3. The supply list is short, inexpensive, and the items can be reused. You can eat or use the candy afterwards for other activities and crafts like these Candy Corn Flowers.
4. It’s super versatile. This estimation activity can easily be used for other holidays and/or seasons by simply changing the items in the jar to match the holiday and season.
5. Finally, estimation jars are a fun and easy way to practice math skills. Kids are practicing a real life skill with this fall estimation activity. We estimate often throughout our days without thinking about it when we are shopping, cooking, giving distance, and much more.
- Clear jar
- Pencil or marker
I used Candy Corn and Mellowcreme Pumpkins, but there are lots of items you can use as fillers.
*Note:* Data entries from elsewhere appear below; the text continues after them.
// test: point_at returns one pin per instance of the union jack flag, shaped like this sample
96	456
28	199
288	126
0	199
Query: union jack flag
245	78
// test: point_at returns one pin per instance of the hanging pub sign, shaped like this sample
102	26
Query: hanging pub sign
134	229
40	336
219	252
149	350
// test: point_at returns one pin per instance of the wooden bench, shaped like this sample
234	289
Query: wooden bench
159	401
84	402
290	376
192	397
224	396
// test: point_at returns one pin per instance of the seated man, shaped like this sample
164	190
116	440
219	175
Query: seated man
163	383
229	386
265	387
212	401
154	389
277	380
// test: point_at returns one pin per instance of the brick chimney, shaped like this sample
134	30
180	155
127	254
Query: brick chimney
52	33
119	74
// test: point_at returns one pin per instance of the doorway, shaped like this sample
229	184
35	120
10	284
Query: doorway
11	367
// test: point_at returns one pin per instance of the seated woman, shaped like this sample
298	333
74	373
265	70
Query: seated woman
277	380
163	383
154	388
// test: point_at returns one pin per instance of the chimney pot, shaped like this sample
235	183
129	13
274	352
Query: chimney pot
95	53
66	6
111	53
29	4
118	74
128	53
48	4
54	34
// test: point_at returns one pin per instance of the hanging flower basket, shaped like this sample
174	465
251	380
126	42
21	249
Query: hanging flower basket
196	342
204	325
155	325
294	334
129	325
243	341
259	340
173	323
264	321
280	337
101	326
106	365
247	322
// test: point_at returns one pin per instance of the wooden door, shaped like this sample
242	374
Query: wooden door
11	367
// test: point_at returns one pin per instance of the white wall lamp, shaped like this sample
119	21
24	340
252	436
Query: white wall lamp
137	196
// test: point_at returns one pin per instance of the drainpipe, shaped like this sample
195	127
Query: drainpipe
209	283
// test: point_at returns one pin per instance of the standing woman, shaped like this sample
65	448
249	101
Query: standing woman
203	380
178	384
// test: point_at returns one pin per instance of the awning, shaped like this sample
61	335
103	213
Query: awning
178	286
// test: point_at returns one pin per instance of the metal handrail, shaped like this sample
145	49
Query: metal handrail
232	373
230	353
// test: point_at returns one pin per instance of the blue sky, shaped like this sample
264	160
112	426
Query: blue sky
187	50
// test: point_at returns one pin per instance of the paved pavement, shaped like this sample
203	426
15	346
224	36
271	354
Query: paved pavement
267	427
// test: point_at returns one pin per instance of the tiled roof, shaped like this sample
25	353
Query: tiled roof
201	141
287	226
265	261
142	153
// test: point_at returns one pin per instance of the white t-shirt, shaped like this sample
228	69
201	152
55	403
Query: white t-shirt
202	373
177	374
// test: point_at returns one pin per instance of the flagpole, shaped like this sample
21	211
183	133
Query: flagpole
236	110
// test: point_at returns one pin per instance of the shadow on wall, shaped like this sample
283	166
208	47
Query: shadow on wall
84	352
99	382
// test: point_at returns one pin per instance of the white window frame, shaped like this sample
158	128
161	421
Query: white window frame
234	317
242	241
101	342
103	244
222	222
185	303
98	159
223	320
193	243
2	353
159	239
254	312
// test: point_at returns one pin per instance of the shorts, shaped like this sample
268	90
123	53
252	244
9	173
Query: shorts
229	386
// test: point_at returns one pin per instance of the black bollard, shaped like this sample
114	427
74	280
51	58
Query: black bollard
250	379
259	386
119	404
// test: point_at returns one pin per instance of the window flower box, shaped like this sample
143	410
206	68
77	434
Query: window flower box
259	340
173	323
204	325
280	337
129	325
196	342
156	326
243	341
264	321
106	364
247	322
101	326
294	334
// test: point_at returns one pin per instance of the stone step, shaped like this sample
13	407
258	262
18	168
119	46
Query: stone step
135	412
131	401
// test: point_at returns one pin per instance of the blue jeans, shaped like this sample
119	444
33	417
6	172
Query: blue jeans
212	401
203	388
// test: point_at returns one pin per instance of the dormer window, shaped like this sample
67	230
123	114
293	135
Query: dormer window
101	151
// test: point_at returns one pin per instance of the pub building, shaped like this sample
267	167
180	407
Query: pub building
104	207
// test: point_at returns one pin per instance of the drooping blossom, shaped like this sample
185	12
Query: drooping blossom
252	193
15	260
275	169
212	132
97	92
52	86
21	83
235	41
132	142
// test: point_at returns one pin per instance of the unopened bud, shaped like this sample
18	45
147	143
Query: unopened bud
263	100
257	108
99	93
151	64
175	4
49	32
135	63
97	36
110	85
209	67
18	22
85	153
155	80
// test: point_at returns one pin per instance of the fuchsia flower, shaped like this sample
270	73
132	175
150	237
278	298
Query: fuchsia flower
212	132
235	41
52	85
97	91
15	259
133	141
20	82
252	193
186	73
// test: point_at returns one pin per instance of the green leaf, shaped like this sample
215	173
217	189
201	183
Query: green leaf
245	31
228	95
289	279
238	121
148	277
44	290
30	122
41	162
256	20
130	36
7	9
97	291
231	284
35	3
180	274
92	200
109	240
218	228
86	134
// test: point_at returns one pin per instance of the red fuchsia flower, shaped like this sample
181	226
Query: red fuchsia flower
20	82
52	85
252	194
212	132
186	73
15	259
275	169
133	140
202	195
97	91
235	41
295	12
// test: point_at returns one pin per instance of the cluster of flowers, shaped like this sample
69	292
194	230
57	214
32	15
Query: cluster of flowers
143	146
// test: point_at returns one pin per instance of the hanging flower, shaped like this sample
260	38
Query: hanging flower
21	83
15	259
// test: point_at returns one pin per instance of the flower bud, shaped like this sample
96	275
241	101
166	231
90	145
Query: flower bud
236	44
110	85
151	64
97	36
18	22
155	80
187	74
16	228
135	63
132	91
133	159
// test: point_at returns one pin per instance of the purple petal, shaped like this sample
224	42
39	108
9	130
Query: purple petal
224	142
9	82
If you are doing a Halloween party, you could do plastic spiders in the smaller jar and vampire teeth in the larger jar.
You can also transition this to another holiday just by changing the filler. For example, you could add conservation hearts and chocolate kisses for Valentine’s Day. You could add green and red pom poms or beads for Christmas.
How to Play
You can set this Fall Estimation Activity up a couple of different ways.
I do this activity in the classroom during Halloween parties and follow these steps.
1. Instruct the students to stay at their desk.
2. Give each student a piece of paper and ask them to pull out something to use for writing.
3. Explain to the students that they are going to estimate (make a thoughtful guess) how many candies are in each jar. If I have two jars, we usually do one at a time.
4. Walk around the room showing the students the jar.
5. Instruct the students to record their guess/estimation on the piece of paper. I have been known to forget how many candies I have so I usually tape a really small piece of paper to the bottom of the jar with the answer.
6. Reveal the answer and repeat with the next jar.
You can also set the jars, pieces of paper, and pencils out on a table. Include instructions for kids to Guess How Many. If there is a prize or recognition attached to the game, you will need to collect more information on their paper.